Sorry for delay, been sick.

The database gets created with thousands of create node statements, followed by thousands of arc creations:
MATCH (n1…) MATCH (n2…) MERGE (n1)-[:whatever]-(n2)

So if I understand correctly then with constraints those MATCH statements are going to execute much more quickly.

I hadn’t thought about doing INDEX anywhere because I thought that the scale of the database was small enough that it wouldn’t make a difference, but from the numbers you’re stating it sounds like I’m already way past that point.

I’ll try this as soon as I can get back to work.

You can even try to create unique constraint instead of simple index, it's slightly better.

Careful, even with unique constraints, double MATCH clauses are often deadly.
We could help you better if you can share a part of your importation query.
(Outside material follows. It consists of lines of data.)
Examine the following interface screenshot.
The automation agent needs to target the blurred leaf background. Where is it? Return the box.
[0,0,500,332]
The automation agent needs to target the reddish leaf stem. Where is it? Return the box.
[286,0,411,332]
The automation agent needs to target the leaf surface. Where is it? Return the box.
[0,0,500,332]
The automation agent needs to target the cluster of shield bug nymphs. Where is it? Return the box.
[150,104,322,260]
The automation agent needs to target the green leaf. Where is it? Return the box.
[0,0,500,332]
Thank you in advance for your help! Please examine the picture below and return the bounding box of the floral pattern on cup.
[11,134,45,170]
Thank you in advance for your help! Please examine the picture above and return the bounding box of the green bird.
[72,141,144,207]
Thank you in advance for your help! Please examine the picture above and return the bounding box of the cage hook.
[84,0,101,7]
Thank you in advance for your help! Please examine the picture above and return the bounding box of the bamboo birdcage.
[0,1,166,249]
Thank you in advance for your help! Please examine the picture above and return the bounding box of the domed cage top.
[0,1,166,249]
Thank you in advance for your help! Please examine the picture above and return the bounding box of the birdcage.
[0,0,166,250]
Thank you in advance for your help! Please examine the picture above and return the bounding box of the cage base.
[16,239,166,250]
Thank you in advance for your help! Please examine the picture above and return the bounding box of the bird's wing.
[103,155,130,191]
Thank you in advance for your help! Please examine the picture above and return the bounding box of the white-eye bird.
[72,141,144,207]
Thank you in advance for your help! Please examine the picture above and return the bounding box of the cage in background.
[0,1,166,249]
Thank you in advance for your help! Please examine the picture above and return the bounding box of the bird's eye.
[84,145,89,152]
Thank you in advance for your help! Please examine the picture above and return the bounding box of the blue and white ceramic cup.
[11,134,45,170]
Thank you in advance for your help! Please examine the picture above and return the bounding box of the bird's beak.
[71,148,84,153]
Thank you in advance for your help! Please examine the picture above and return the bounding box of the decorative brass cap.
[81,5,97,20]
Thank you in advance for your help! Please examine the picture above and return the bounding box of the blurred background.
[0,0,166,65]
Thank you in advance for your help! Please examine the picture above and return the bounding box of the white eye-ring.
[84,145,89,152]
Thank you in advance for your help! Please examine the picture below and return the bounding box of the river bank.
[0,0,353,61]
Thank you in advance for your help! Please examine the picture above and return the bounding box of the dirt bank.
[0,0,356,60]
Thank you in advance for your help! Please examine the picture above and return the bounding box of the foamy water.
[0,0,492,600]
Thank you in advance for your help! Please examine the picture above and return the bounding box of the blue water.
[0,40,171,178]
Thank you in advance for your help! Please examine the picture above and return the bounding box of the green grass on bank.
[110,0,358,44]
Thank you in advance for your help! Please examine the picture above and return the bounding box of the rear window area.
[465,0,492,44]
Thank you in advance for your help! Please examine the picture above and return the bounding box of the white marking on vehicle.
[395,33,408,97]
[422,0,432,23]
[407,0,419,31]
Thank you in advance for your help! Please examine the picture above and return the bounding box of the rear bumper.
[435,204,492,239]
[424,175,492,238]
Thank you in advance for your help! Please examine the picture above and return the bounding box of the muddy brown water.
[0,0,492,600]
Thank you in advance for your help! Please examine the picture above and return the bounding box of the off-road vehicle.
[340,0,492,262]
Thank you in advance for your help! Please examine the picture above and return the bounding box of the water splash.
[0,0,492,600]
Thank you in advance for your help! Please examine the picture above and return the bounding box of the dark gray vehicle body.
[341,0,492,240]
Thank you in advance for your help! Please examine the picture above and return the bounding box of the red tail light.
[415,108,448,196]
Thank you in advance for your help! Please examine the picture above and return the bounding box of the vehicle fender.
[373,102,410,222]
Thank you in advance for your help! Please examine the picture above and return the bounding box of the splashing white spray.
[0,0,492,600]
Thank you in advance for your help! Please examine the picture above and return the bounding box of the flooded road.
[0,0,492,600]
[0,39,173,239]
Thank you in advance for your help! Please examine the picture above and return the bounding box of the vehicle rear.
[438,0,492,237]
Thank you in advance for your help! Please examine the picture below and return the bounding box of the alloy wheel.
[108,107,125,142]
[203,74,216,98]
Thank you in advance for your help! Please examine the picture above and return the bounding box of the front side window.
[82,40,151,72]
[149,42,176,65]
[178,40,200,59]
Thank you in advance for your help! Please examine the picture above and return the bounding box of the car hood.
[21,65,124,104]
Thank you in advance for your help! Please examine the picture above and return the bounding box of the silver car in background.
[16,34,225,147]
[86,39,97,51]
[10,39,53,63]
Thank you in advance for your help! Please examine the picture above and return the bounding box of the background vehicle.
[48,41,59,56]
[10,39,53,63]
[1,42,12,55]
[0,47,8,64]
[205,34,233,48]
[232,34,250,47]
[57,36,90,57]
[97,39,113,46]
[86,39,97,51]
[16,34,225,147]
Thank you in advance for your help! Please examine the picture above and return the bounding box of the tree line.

There's no import query, the database is created by a C# application with huge lists of data. First there's a loop
CREATE (:Thought) { (some attributes including string ID) }
for a few thousand elements, followed by a loop of a few thousand
MATCH (thought1 by ID) MATCH (thought2 by ID) MERGE (thought1)-[:whatever]-(thought2)
where whatever comes from the source data. The source application is trusted to not duplicate an ID or a link, and it's pretty mature software, so it's well trusted.

If by "loop" you mean a separate query per loop, and one update per query, then that's not optimized. You should try to batch many creations (10k-100k, depending on your heap) at a time per each query.